Remember how you read those issues of Silver Surfer from the ’60s and reflected long and hard about the possibility of pacifism when all an intergalactic traveler encounters was warlike aliens? The mad scientists at Darpa want you to put those musings to work on its most cosmic project yet.
Darpa recently launched a program called the 100 Year Starship, which is exactly what it sounds like: an effort to achieve interstellar flight by the year 2111. This is Darpa, so they’re dead serious. They also recognize that 2011-era technology probably isn’t good enough to forecast the state of the art over the next 100 years.
But technology isn’t sufficient for an effort as epochal as reaching other galaxies. That’s why they’re holding an open symposium on the implications of interstellar travel in Orlando come September. And they want you to submit your thoughts.

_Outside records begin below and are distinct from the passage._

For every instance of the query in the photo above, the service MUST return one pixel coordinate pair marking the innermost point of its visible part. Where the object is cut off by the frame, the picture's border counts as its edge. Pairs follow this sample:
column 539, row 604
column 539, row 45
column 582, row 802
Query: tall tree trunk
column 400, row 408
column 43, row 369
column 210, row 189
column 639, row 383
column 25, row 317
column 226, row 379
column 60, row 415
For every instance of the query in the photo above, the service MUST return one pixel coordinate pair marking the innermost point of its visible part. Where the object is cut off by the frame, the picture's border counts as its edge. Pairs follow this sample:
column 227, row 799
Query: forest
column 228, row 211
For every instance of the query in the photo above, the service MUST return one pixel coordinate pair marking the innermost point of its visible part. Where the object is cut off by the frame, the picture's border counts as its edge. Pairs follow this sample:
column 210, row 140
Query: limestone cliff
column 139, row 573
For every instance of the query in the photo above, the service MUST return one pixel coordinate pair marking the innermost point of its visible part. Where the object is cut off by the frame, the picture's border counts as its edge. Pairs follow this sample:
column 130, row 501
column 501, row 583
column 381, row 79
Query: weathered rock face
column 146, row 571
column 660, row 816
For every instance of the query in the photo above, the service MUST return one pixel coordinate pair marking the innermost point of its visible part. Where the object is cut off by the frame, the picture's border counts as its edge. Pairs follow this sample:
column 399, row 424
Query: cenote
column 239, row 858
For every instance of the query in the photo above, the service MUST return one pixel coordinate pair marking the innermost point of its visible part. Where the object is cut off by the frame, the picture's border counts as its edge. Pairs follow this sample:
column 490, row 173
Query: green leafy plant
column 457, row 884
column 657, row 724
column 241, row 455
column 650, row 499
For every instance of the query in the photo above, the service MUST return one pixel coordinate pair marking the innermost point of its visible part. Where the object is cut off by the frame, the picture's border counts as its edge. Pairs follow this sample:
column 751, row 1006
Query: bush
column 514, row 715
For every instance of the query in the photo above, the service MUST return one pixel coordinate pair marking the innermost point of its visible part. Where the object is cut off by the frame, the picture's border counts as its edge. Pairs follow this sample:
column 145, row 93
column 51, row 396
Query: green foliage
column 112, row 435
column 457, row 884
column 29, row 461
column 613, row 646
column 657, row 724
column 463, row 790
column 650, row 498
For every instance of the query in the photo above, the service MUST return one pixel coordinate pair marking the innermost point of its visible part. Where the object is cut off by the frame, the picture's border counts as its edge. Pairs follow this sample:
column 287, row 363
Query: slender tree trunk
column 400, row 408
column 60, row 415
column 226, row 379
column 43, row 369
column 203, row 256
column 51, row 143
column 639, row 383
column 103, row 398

“This won’t just be another space technology conference — we’re hoping that ethicists, lawyers, science fiction writers, technologists and others, will participate in the dialog to make sure we’re thinking about all the aspects of interstellar flight,” David Neyland, director of Darpa’s Tactical Technology Office, said in a statement issued Wednesday. You’ve got until July 8 to submit “speaking abstracts for papers and proposed panels” to the project.
Topics Darpa wants covered:
- Education as a mission, who goes, who stays, to profit or not, economies in space, communications back to earth, political ramifications, round-trip legacy investments and assets left behind.
- Why go to the stars, moral and ethical issues, implications of finding habitable worlds, implications of finding life elsewhere, implications of being left behind.
- To have gravity or not, space and radiation effects, environmental toxins, energy collection and use, agriculture, self-supporting environments, optimal habitat sizing.
Of course, Darpa could get some really excellent advice from the Silver Surfer’s legendary co-creator: Jack Kirby, the King of Comics.
In 1972, NASA launched its Jupiter Plaque, a tablet meant to show life on earth — and a path to finding it — to any intelligent life that encountered its Pioneer 10 and 11 spacecraft. The Los Angeles Times‘ magazine asked Kirby what he would have drawn for the project. He produced this image, implying Earth was populated by impossibly powerful beings:
According to his biographer, Kirby explained:
I see no wisdom in the eagerness to be found and approached by any intelligence with the ability to accomplish it from any sector of space. In the meetings between “discoverers” and “discoverees,” history has always given the advantage to the finders. In the case of the Jupiter Plaque, I feel that a tremendous issue was thoughtlessly taken out of the world forum by a few individuals who have marked a clear trail to our door. My point is, who will come a-knocking — the trader or the tiger?
Darpa surely doesn’t think of itself as the conquerors, but Kirby’s warning could probably inform the 100 Year Starship project. Not everyone we encounter will be as demure as the Silver Surfer.